Presents with anorexia, vomiting, breathlessness. Can be abdo pain (gut ischaemia?). Chest pain unusual, young children may struggle to describe anyway. Syncope or palpitations if arrhythmia. Confusion and agitation if acidotic.

Heart will eventually enlarge but may not be apparent initially. Inappropriate tachycardia; breathlessness with clear lungs and CXR (not always acidosis), esp with exertion. Hypotension.

May be new murmur eg MR if heart enlarged.

Small complexes, ST changes, q waves on ECG. Troponins may be high, LFTs deranged, renal impairment as secondary effects.

Echo diagnostic.

Start inotropes (peripheral possible).
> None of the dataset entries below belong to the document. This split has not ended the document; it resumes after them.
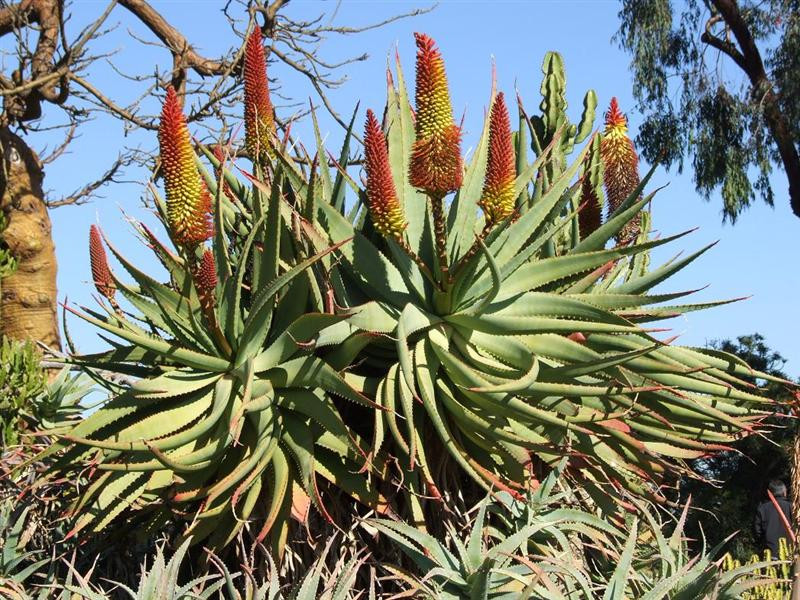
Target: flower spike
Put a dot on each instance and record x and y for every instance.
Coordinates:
(621, 167)
(259, 121)
(498, 198)
(384, 207)
(188, 200)
(206, 279)
(436, 156)
(101, 273)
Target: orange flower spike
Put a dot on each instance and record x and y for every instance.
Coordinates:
(384, 207)
(498, 199)
(436, 155)
(101, 273)
(188, 200)
(621, 165)
(206, 278)
(259, 121)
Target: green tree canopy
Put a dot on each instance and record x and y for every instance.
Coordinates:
(716, 81)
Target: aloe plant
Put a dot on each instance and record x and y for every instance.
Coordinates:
(227, 415)
(549, 546)
(500, 329)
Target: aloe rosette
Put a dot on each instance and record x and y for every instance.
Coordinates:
(507, 341)
(228, 414)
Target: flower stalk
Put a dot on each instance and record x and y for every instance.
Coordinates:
(188, 201)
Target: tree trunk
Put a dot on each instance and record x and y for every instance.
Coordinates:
(28, 296)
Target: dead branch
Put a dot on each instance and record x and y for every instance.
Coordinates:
(89, 191)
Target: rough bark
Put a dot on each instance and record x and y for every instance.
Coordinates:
(28, 296)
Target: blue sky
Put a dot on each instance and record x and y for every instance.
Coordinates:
(753, 258)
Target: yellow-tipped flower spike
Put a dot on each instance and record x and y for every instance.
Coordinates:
(384, 207)
(498, 199)
(621, 167)
(436, 156)
(259, 121)
(188, 200)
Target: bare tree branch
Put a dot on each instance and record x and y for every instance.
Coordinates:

Various mechanical aids eg Berlin Heart, ECMO.

Alagille Syndrome

Autosomal dominant condition (70% sporadic) with characteristic facies, biliary hypoplasia, vertebral and cardiac abnormalities. JAG1 gene.

Paucity of intrahepatic bile ducts so typically prolonged jaundice, but depending on how many ducts, may not be obvious in first few months. Jaundice gradually improves, but only minority clear completely. 30% progress to cirrhosis.

Posterior embryotoxon (white ring at periphery of cornea) is a clue, but seen in 10% of normal population so not specific.

Cardiac includes pulmonary stenosis, Tetralogy of Fallot.

Facies: broad forehead, triangular face, deepset eyes, long nose with bulbous tip.

Butterfly vertebrae characteristic (asymptomatic – see on chest x-ray).

Other:

  • Renal Tubular Acidosis, renal cysts
  • Growth failure
  • Pancreatic insufficiency

Murmurs

An added sound heard when listening with a stethoscope, distinct from heart sounds or other clicks or snaps.

Can indicate a structural abnormality.  But can be heard in normal hearts too, esp kids.

Still’s murmur

Or “innocent” murmur.  Characteristic vibratory, crescendo-decrescendo sound, loudest along left sternal border.  Never louder than grade 3.  Typically gets quieter when child stands up (you would not expect a murmur caused by a structural abnormality to change).

Venous hum

Another innocent one, a rumble heard in the upper chest, disappears when lying down, or when neck turned or neck veins occluded gently.

Pulmonary flow murmur

Pulmonary valve closest to anterior chest wall, which might explain why you sometimes hear this.  Might be confused with pulmonary stenosis or subaortic membrane.

Prolonged QT interval

An abnormal finding on ECG.

QT interval changes with heart rate, so usually calculated as corrected QT (QTc), where average QT is divided by square root of RR interval (ie 1 second, if heart rate 60).

Associated with dysrhythmia, especially torsades de pointes (polymorphic ventricular tachycardia).

Seen with:

  • Genetic predisposition – Long QT syndrome
  • Certain drugs – antipsychotics (eg chlorpromazine, quetiapine), antiarrhythmics (!?), tricyclic antidepressants (eg amitriptyline), other antidepressants (eg citalopram, venlafaxine), antihistamines (terfenadine, but also loratadine, diphenhydramine, astemizole), macrolides, quinine.